Frank Ellermann <nobody at xyzzy dot claranet dot de> wrote:

We're talking about Preferred-Value "cycles" of the form X -> Y -> X, right?

Yes, e.g. MY changing its name (and code) back to BU.  It
could be more convoluted.
...
IMO you can't add a new "deprecated, now use BU" to
MY, and keep the old "deprecated, now use MY" in BU.

You also can't say that the "new" BU is a collision
with the old BU, and therefore MY needs a "deprecated,
now use UN number".

Draft-4646bis-10, section 3.4 says:

<quote>
14. Codes assigned by ISO 639, ISO 15924, or ISO 3166 that conflict with existing subtags of the associated type, including subtags that are deprecated, MUST NOT be entered into the registry. The following additional considerations apply to subtag values that are reassigned:

D. For ISO 3166 codes, if the newly assigned code's meaning is associated with the same UN M.49 code as another 'region' subtag, then the existing region subtag remains as the preferred value for that region and no new entry is created. A comment MAY be added to the existing region subtag indicating the relationship to the new ISO 3166 code.

E. For ISO 3166 codes, if the newly assigned code's meaning is associated with a UN M.49 code that is not represented by an existing region subtag, then the Language Subtag Reviewer, as described in Section 3.5 (Registration Procedure for Subtags), SHALL prepare a proposal for entering the appropriate UN M.49 country code as an entry in the IANA registry.
</quote>

So if UNSD retains the M.49 numeric code 104 for the new "Burma," as they did when the name was changed to Myanmar, then the subtag MY remains as is. If UNSD changes their policy as does assign a new numeric code, say 105, then the numeric code 105 would be registered for "Burma" and MY would be deprecated with a Preferred-Value of 105. This is unequivocal, and appears to be the same text as in RFC 4646. Is there a compelling reason to change this LTRU 1.0 decision?

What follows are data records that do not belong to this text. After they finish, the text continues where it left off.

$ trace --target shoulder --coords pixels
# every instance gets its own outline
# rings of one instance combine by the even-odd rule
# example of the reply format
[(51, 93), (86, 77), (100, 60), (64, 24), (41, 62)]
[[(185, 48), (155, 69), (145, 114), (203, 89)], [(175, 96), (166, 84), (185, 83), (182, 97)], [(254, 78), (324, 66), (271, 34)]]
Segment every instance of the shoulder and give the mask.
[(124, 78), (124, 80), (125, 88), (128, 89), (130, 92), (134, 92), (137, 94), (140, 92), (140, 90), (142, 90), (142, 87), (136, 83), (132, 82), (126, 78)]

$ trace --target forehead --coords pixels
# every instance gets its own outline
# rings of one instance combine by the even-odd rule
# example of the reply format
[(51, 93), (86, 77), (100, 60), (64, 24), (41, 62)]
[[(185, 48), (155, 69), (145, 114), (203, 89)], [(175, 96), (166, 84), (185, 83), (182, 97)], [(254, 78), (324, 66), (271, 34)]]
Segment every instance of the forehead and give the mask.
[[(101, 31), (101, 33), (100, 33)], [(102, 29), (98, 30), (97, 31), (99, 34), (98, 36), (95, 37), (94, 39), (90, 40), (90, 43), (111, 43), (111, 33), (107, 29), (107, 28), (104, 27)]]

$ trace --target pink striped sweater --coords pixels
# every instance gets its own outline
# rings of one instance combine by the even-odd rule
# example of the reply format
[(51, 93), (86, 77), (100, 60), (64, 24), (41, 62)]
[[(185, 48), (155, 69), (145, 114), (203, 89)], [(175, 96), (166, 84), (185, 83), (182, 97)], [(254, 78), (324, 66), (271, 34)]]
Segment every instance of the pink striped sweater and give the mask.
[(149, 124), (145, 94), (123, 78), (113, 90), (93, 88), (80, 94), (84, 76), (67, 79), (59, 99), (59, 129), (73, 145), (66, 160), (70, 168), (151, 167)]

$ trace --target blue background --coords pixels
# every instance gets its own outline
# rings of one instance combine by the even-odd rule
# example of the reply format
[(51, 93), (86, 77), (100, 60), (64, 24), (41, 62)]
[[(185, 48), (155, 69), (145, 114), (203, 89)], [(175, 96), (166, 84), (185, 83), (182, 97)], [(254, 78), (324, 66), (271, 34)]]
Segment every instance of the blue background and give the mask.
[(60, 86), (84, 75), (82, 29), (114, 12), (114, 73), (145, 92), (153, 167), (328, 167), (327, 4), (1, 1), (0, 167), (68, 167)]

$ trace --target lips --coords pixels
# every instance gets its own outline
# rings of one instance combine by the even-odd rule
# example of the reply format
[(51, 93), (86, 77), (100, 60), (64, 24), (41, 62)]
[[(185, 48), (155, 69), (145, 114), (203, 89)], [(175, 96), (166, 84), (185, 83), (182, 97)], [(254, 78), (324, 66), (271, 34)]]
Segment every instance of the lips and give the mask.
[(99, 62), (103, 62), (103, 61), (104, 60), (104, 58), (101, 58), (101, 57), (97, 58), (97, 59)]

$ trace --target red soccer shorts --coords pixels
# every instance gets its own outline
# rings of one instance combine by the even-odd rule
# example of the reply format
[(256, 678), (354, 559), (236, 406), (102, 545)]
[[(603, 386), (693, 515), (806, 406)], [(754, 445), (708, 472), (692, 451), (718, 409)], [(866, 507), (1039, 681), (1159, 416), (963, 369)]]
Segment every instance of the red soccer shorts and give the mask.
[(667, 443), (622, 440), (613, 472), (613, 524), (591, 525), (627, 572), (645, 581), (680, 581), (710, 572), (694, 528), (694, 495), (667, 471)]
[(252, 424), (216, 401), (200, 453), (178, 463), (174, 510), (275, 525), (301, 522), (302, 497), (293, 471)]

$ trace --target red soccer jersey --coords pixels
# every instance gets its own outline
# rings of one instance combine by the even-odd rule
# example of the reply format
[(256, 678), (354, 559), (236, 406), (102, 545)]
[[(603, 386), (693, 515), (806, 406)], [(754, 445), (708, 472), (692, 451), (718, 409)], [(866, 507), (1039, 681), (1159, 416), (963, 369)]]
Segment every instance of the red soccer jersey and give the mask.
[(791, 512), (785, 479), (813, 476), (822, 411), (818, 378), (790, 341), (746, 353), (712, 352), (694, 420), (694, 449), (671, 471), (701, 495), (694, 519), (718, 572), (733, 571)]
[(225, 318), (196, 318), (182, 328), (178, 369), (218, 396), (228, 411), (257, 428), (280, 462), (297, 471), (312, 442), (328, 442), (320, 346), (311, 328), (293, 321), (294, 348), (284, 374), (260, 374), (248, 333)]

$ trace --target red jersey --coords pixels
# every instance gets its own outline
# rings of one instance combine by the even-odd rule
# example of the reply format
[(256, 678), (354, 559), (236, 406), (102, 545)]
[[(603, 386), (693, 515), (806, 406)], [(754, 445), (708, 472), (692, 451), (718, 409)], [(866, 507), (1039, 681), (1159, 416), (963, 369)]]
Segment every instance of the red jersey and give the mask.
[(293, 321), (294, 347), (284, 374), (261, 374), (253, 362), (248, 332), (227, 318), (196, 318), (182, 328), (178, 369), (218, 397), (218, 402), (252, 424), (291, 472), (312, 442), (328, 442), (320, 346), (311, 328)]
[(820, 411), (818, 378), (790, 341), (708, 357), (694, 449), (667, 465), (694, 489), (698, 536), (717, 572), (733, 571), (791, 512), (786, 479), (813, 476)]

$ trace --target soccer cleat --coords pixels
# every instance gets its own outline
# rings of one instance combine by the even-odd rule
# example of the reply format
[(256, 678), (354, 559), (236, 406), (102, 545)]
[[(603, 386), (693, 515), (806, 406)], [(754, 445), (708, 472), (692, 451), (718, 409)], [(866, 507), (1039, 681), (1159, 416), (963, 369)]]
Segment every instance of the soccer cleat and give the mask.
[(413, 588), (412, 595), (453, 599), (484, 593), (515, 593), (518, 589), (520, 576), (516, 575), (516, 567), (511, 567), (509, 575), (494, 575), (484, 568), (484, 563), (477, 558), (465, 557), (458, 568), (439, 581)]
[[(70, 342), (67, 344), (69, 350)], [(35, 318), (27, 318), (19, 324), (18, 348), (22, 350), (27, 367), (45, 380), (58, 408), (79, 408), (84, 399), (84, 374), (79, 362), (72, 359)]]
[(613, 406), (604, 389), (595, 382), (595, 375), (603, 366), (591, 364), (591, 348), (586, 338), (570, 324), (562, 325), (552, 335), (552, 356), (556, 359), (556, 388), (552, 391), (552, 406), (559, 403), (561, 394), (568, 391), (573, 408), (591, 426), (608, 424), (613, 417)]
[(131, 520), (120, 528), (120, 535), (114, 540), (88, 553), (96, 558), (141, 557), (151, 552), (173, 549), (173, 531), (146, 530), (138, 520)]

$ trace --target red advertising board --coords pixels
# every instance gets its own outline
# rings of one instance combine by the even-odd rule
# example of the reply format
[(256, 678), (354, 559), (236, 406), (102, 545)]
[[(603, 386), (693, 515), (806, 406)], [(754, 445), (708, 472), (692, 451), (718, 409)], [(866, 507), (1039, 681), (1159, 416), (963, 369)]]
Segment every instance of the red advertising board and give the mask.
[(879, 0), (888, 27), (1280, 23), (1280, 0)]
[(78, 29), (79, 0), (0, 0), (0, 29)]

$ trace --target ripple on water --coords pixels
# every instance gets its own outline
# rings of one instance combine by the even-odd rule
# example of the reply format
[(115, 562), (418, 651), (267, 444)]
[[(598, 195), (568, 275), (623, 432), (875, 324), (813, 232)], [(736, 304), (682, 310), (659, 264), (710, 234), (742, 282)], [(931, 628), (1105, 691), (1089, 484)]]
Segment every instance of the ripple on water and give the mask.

Somebody, it wasn't me, had a "same piece of land"
plausibility test for such weird scenarios, that used
to produce good results.

That was me, as you know, and that seat-of-the-pants test mentioned in one e-mail was rightly replaced by an objective test based on UN M.49.

[longer chains]
I think I could spot them. It's not as if we are going to have dozens and dozens of deprecated subtags that we can't keep track of.

Likely you can, actually that's the idea, if you get it
right, and if you update the Preferred-values, then we
don't need to worry that everybody else get this right
(in implementations or other uses of "chained" records)

There are two issues being discussed together here:

1. "Chained" Preferred-Values such as i-hak -> zh-hakka -> hak. IIRC, this is the only example so far, but there could easily be more in the future. These are not that hard to implement, and the worst-case scenario if someone doesn't follow the chain is that a deprecated subtag gets replaced by another deprecated subtag, which is not devastating.

2. "Cycles" of Preferred-Values caused by inappropriate chaining. One of Frank's examples was BU -> MM -> BU. If we follow Section 3.4 (14) quoted above, this should never happen, and even if there is some scenario not covered by Section 3.4 (14) it is the responsibility of the Reviewer and his elves, NOT end users, to prevent this from happening.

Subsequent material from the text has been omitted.